Whoever becomes the trusted home for an organization’s knowledge wins the AI era. Everyone building toward that knows it.

The economics are shifting under this

This is also why the old data brokers are getting squeezed.

For years, companies paid real money for proprietary contact databases. AI now makes a lot of that information cheap to find, verify, and enrich on your own.

As raw data gets commoditized, vendors need a different kind of moat, one that keeps improving instead of sitting static on a server. Network effects start to matter more than ownership.

The goal stopped being “sell software.” It became “build an ecosystem where every customer makes the platform better for the next one.”

Trust is the product now

HubSpot’s reversal wasn’t really a PR story. It was a preview of the next governance fight in enterprise AI.

Most customers accept that AI needs data to work. What they want in return is a straight answer to a few questions: What’s being collected? Who benefits from it? Can I actually opt out, or is that theoretical? Does my participation improve only my own AI, or everyone else’s too?

Those questions are becoming product requirements, not fine print.

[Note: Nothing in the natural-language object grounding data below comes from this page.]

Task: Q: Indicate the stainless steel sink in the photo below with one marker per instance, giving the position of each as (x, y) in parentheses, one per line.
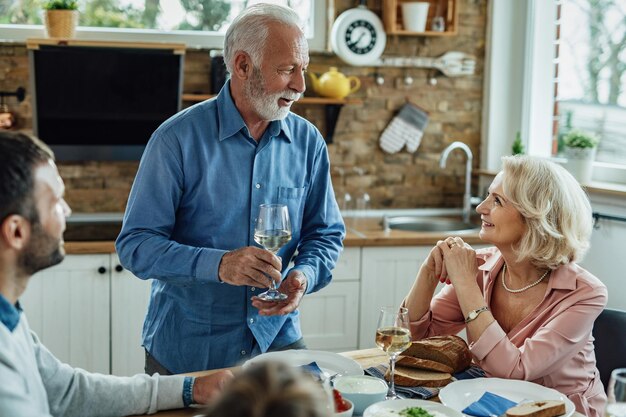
(428, 224)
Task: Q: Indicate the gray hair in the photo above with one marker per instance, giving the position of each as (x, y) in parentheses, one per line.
(555, 208)
(250, 29)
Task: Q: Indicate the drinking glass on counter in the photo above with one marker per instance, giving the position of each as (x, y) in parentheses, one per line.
(272, 231)
(616, 404)
(393, 337)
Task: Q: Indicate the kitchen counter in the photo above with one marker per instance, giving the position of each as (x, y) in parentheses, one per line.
(365, 231)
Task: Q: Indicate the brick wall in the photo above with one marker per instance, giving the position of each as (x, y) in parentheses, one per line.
(400, 180)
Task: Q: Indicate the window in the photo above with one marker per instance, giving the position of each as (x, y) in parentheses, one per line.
(197, 23)
(592, 76)
(538, 80)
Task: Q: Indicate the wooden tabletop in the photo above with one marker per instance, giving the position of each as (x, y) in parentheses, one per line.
(365, 357)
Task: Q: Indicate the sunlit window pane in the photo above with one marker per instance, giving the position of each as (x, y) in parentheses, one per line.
(592, 74)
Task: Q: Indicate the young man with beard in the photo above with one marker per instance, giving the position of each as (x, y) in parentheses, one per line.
(32, 381)
(190, 217)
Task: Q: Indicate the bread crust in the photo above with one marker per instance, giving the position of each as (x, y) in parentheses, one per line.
(451, 351)
(412, 377)
(411, 362)
(547, 408)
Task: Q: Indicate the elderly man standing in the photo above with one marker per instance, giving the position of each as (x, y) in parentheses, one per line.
(190, 217)
(32, 381)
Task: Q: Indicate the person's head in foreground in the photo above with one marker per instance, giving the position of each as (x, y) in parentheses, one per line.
(539, 211)
(32, 208)
(271, 389)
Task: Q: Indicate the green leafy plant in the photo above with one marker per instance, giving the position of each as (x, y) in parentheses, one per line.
(518, 146)
(580, 139)
(60, 5)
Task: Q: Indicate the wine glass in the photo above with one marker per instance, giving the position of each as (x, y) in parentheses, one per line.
(393, 337)
(272, 231)
(616, 403)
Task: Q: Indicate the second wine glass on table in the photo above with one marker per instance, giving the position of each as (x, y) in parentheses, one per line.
(393, 337)
(272, 231)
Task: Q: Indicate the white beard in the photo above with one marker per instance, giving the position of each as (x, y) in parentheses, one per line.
(266, 105)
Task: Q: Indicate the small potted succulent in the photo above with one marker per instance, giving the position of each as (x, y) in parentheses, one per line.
(60, 18)
(579, 147)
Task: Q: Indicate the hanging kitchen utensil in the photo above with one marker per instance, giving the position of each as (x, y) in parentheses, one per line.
(451, 64)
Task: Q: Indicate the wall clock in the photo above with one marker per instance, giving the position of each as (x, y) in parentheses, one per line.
(358, 36)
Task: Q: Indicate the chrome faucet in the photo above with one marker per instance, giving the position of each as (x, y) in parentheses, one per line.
(467, 197)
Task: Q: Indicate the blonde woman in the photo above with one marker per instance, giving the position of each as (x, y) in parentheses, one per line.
(528, 308)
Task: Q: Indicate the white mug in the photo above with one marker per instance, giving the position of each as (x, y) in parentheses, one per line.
(414, 15)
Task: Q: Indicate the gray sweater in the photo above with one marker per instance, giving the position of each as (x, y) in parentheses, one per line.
(35, 383)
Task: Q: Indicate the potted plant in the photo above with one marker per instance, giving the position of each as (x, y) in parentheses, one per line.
(60, 18)
(579, 148)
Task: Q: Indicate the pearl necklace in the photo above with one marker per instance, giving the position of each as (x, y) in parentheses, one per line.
(545, 274)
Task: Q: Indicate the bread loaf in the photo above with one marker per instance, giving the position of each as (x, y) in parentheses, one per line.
(412, 377)
(451, 351)
(547, 408)
(411, 362)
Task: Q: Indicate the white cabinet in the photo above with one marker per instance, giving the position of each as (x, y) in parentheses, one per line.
(386, 278)
(130, 297)
(89, 311)
(68, 307)
(329, 318)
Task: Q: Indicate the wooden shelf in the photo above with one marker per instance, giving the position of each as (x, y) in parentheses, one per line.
(392, 17)
(303, 100)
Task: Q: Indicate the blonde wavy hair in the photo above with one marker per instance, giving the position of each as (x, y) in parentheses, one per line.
(271, 389)
(555, 208)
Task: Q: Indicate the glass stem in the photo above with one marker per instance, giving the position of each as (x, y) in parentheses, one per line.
(392, 372)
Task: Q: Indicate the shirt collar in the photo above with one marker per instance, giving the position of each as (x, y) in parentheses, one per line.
(560, 278)
(9, 314)
(231, 122)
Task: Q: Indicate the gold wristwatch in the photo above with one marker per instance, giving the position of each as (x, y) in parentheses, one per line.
(474, 313)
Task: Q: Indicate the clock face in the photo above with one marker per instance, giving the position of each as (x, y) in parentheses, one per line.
(358, 36)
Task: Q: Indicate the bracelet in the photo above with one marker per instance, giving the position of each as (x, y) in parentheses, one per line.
(188, 391)
(474, 313)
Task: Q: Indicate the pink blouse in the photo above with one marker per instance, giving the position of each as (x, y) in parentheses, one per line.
(552, 346)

Companies that answer them up front will earn trust. Companies that bury the answer three settings menus deep will get the same backlash HubSpot got, and they’ll deserve it.

A new question for every CIO

The first question in an enterprise AI evaluation used to be “how capable is your model?”

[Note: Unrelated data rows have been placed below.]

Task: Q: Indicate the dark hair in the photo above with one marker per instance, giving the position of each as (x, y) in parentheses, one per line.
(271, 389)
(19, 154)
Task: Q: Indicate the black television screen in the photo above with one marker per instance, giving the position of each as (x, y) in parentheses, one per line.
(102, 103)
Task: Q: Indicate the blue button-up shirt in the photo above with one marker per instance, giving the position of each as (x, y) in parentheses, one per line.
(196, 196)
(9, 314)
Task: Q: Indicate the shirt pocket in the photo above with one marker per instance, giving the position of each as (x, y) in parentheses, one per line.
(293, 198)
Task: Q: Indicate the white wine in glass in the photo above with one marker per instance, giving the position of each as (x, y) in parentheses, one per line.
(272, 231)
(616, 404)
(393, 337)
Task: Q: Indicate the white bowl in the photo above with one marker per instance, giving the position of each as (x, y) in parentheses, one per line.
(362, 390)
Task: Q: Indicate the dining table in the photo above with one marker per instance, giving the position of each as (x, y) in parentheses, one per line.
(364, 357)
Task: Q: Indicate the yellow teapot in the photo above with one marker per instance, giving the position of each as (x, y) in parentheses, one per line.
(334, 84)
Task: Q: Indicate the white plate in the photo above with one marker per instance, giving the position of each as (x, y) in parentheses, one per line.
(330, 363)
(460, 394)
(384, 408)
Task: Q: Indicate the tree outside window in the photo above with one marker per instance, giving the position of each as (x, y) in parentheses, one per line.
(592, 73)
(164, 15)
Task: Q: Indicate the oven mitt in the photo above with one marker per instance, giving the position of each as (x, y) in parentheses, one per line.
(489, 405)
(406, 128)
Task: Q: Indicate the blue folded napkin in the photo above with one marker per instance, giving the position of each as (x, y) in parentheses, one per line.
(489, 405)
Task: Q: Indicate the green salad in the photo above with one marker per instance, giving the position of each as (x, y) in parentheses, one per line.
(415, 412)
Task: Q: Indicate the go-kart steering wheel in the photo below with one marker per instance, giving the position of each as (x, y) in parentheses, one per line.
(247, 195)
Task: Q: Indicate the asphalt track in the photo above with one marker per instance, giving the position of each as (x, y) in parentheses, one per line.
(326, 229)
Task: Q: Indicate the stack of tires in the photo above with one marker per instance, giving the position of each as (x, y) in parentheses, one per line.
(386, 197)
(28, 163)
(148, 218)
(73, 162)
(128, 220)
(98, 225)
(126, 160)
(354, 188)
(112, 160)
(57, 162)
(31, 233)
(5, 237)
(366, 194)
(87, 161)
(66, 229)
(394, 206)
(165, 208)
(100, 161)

I think that question is going away. The one replacing it: how does our data make your product better, and who else gets to benefit from that?

That’s the real story here. AI is turning SaaS from software you use into a network you choose to join, and trust is becoming the feature that decides who joins.

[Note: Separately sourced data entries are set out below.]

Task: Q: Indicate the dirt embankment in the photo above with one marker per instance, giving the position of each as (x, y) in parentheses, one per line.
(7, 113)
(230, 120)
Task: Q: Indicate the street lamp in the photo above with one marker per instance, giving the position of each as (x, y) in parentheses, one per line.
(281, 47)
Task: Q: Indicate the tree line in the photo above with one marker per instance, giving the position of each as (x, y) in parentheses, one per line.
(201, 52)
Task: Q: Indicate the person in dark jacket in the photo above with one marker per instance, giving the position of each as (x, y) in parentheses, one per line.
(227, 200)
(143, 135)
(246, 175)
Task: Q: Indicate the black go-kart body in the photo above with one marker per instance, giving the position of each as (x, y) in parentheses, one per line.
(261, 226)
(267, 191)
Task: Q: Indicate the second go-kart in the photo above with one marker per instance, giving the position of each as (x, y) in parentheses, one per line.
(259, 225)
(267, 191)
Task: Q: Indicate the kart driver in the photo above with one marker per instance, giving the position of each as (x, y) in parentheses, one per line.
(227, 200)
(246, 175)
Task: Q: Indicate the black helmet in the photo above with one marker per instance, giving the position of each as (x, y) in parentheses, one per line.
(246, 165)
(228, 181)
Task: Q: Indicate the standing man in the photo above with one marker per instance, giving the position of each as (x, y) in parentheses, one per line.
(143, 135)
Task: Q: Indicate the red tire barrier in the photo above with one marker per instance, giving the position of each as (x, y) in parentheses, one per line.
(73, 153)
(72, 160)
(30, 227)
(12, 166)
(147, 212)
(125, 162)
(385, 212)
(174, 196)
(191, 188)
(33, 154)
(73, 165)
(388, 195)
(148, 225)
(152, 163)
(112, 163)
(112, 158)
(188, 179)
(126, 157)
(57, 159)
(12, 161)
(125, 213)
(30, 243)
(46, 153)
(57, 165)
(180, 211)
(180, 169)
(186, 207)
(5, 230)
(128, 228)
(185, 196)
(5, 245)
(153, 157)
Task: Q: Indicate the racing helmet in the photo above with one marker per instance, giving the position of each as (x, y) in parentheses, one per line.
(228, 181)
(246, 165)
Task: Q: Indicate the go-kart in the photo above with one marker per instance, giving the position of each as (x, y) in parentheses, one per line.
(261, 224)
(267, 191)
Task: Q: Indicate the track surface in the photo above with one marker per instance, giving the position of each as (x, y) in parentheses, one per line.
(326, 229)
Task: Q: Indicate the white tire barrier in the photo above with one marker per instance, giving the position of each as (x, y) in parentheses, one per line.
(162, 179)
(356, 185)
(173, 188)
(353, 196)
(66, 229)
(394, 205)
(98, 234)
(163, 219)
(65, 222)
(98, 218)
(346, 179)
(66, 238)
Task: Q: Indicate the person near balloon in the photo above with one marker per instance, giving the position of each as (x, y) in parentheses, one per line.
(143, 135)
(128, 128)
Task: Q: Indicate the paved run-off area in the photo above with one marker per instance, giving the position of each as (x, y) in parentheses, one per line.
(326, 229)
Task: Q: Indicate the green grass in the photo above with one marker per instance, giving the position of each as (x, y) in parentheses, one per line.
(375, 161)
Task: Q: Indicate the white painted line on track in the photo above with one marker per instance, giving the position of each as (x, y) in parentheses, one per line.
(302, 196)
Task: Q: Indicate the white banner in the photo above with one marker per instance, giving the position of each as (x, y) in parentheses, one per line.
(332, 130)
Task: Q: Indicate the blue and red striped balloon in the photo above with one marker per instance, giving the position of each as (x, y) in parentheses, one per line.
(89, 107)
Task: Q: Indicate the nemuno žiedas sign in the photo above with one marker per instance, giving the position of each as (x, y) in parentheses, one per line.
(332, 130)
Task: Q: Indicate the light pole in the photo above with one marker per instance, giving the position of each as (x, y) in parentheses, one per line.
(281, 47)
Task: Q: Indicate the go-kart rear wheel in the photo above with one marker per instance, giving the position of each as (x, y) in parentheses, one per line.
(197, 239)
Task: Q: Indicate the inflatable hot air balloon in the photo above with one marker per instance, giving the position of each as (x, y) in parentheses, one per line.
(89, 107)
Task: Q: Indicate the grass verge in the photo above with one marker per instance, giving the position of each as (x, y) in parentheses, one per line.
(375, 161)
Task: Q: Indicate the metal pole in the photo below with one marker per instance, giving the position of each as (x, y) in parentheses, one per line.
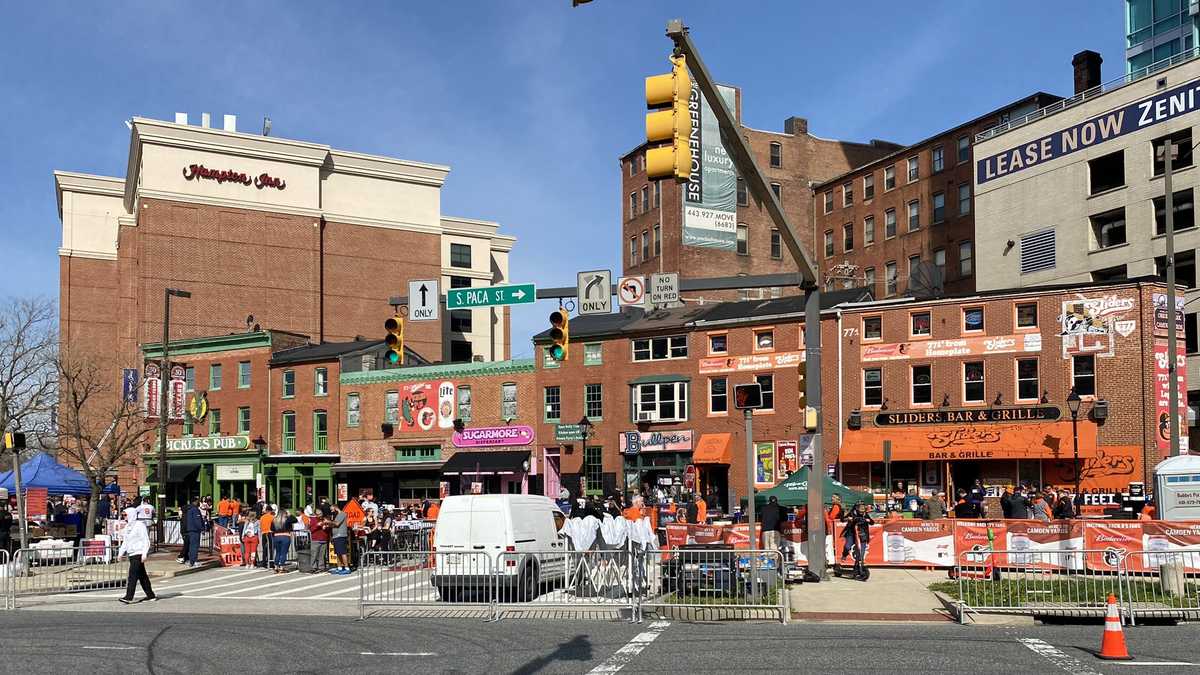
(1171, 338)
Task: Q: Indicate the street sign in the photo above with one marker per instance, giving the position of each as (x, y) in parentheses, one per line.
(594, 291)
(491, 296)
(423, 299)
(631, 291)
(664, 288)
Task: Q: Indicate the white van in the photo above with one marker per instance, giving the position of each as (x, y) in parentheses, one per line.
(504, 542)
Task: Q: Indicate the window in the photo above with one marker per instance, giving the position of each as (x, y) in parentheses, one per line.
(509, 400)
(667, 399)
(966, 258)
(289, 432)
(1027, 380)
(465, 402)
(391, 407)
(1182, 204)
(873, 387)
(1027, 315)
(1038, 251)
(718, 395)
(593, 401)
(873, 327)
(767, 382)
(921, 323)
(353, 410)
(553, 401)
(1083, 374)
(593, 353)
(1185, 268)
(922, 384)
(1108, 228)
(460, 255)
(593, 470)
(718, 344)
(660, 348)
(319, 431)
(972, 318)
(1107, 172)
(1182, 159)
(972, 382)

Frequently Asked Questions

Why is data becoming a bigger moat than software?

Because software and AI models can now be copied or matched quickly. Features are easy to replicate, and foundation models are available from half a dozen vendors. A proprietary dataset is different. It compounds, getting more accurate and more valuable every time another customer adds to it, which makes it much harder for a competitor to buy their way around.

What happened with HubSpot’s Contact Discovery feature?

On July 1, HubSpot rolled out updated terms and a Contact Discovery capability that would feed business contact information and enrichment signals into a shared dataset used across customers. HubSpot called it opt-in, but many customers experienced it as opt-out because the controls were scattered and hard to find. After four days of backlash, HubSpot pulled the updated terms, admitted it got the change wrong, and said any future shared-data feature would be rebuilt as genuinely opt-in with clear disclosure.

Are other software companies building data networks too?

Yes. Salesforce repositioned Data Cloud as Data 360, the layer that feeds its Agentforce agents. Snowflake rebranded itself as an AI Data Cloud, Databricks made the same bet on the lakehouse, and Microsoft keeps pushing Microsoft Graph as the context layer behind Copilot. The architectures differ, but the goal is the same: become the trusted home for an organization’s knowledge so AI agents have something reliable to act on.

Why does trust matter so much for AI data platforms?

A data network only compounds if customers keep contributing to it, and they will only contribute if they trust how the data is handled. Most customers accept that AI needs data to work. What they want in return is a straight answer on what gets collected, who benefits, whether they can actually opt out, and whether their participation improves only their own AI or everyone else’s. Those questions are becoming product requirements rather than fine print.

What should CIOs ask AI software vendors now?

The old opening question was “how capable is your model?” That one is fading. The question replacing it is “how does our data make your product better, and who else gets to benefit from that?” As models and features commoditize, the honest answer to that question tells a buyer more about the real value and the real risk of joining a vendor’s network than any capability benchmark will.